W TESFAYE1, R CASTELINO2, B WIMMER1, C MCKERCHER3, M JOSE1,3,4, G PETERSON1, S ZAIDI1
1School of Medicine, University Of Tasmania, Sandy Bay, Australia, 2The University of Sydney, Sydney, Australia, 3Menzies Institute for Medical Research, Hobart, Australia, 4Renal Unit, Royal Hobart Hospital, Hobart, Australia
Aim: To evaluate the prevalence and correlates of medication non-adherence in adults with advanced chronic kidney disease (CKD) not receiving renal replacement therapy.
Background: The complexity of CKD typically necessitates the use of multiple medications, posing a risk of poor medication adherence. However, little has been published about factors affecting medication adherence in advanced CKD patients not receiving dialysis.
Methods: Seventy-eight adults (33% women) with advanced CKD (eGFR <30 ml/min/1.73 m2) and not receiving dialysis were recruited through their treating physicians (general practitioners and nephrologists). Medication adherence was self-reported by study participants. Estimated glomerular filtration rate (eGFR), modified Charlson’s comorbidity index (CCI), level of autonomy, activities of daily living, the presence of depression, cognitive function and sociodemographic variables were included for multivariate analyses. Binary logistic regression was used to identify factors independently associated with poor medication adherence.

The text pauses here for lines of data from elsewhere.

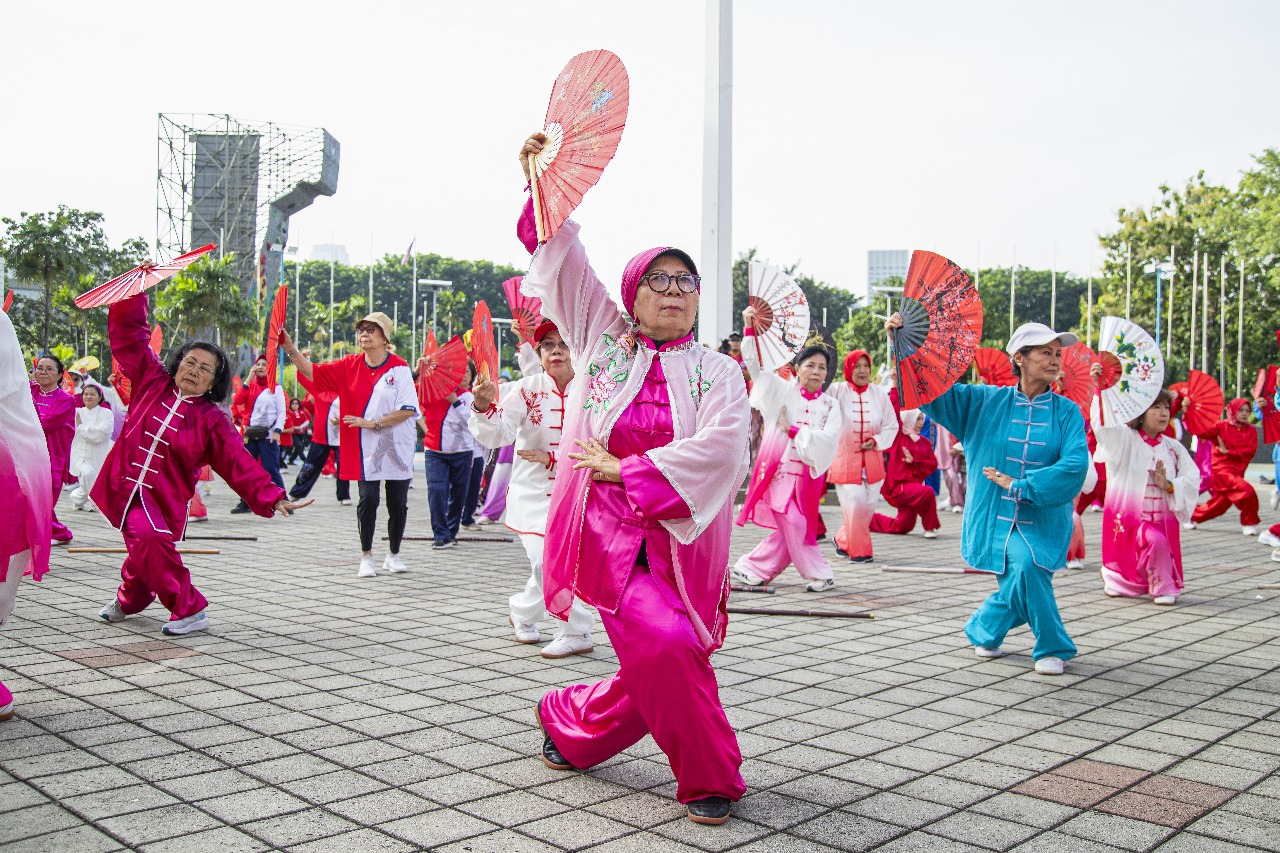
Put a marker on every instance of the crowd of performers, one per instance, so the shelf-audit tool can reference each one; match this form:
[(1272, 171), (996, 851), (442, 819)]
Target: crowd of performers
[(616, 459)]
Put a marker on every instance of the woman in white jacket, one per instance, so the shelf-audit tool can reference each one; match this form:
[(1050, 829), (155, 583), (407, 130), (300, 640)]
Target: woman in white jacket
[(94, 427)]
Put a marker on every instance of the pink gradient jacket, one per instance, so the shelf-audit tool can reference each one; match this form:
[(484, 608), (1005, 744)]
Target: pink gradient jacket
[(704, 463), (168, 438)]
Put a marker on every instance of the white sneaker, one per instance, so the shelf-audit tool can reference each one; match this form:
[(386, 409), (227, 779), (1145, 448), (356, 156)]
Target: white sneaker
[(525, 633), (1050, 666), (567, 644), (188, 625), (113, 612)]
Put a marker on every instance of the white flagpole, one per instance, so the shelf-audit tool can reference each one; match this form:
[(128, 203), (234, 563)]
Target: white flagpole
[(1173, 274), (1191, 354)]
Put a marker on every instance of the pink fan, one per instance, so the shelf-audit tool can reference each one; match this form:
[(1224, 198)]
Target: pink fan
[(138, 279)]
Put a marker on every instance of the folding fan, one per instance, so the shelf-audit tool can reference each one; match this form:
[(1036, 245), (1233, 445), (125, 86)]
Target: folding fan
[(1077, 382), (585, 117), (941, 328), (993, 368), (781, 314), (138, 279), (526, 311), (279, 310), (1133, 370), (440, 369)]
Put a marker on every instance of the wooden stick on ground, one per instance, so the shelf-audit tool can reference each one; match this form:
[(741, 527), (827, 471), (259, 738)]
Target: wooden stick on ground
[(127, 551), (819, 614)]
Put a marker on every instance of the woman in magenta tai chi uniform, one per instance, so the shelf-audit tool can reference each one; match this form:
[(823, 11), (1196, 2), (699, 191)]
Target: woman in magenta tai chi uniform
[(56, 410), (640, 525), (174, 427)]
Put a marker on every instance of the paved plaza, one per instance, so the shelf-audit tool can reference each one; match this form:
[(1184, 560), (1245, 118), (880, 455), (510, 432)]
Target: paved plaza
[(327, 712)]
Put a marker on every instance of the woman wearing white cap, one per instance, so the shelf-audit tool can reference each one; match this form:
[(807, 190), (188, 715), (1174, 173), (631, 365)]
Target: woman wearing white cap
[(1029, 445)]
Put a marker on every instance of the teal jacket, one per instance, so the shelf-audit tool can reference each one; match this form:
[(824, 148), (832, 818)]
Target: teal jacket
[(1041, 445)]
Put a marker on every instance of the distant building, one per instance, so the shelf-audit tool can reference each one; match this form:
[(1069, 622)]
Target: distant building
[(336, 252), (886, 263)]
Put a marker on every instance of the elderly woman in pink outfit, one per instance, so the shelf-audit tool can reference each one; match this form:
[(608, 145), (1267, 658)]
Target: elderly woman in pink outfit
[(640, 525)]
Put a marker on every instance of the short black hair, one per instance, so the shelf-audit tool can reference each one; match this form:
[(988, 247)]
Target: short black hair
[(216, 392), (62, 369)]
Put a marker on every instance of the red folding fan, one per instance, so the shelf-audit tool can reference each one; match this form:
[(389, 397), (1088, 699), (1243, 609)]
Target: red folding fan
[(138, 279), (279, 310), (941, 328), (440, 369), (1077, 382), (484, 349), (993, 366), (526, 311), (584, 126)]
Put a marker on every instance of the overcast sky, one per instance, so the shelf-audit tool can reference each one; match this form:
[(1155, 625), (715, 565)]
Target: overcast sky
[(968, 128)]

Results: The median (interquartile range) age of the study participants was 73.5 (65.5-80.7) years. Overall, 649 medications were prescribed and the mean (SD) number of medications per participant was 8.3 (3.5). Overall, 35 (45%) participants were considered non-adherent. Multivariate analyses indicated that younger age (OR 0.93 per year increase, 95% CI 0.87-0.99; p<0.05) and male gender (OR 0.15, 95% CI 0.03-0.75; p<0.05) were associated with poor medication adherence after adjusting for the number of medications, activities of daily living, modified CCI, eGFR, patient level of autonomy, cognitive function and depression.
Conclusions: A considerable proportion of the participants self-reported poor medication adherence. Men and younger participants were more likely to report poor adherence. Following up of these patients will enable us to determine the impact of medication non-adherence on clinical outcomes and health-related quality of life.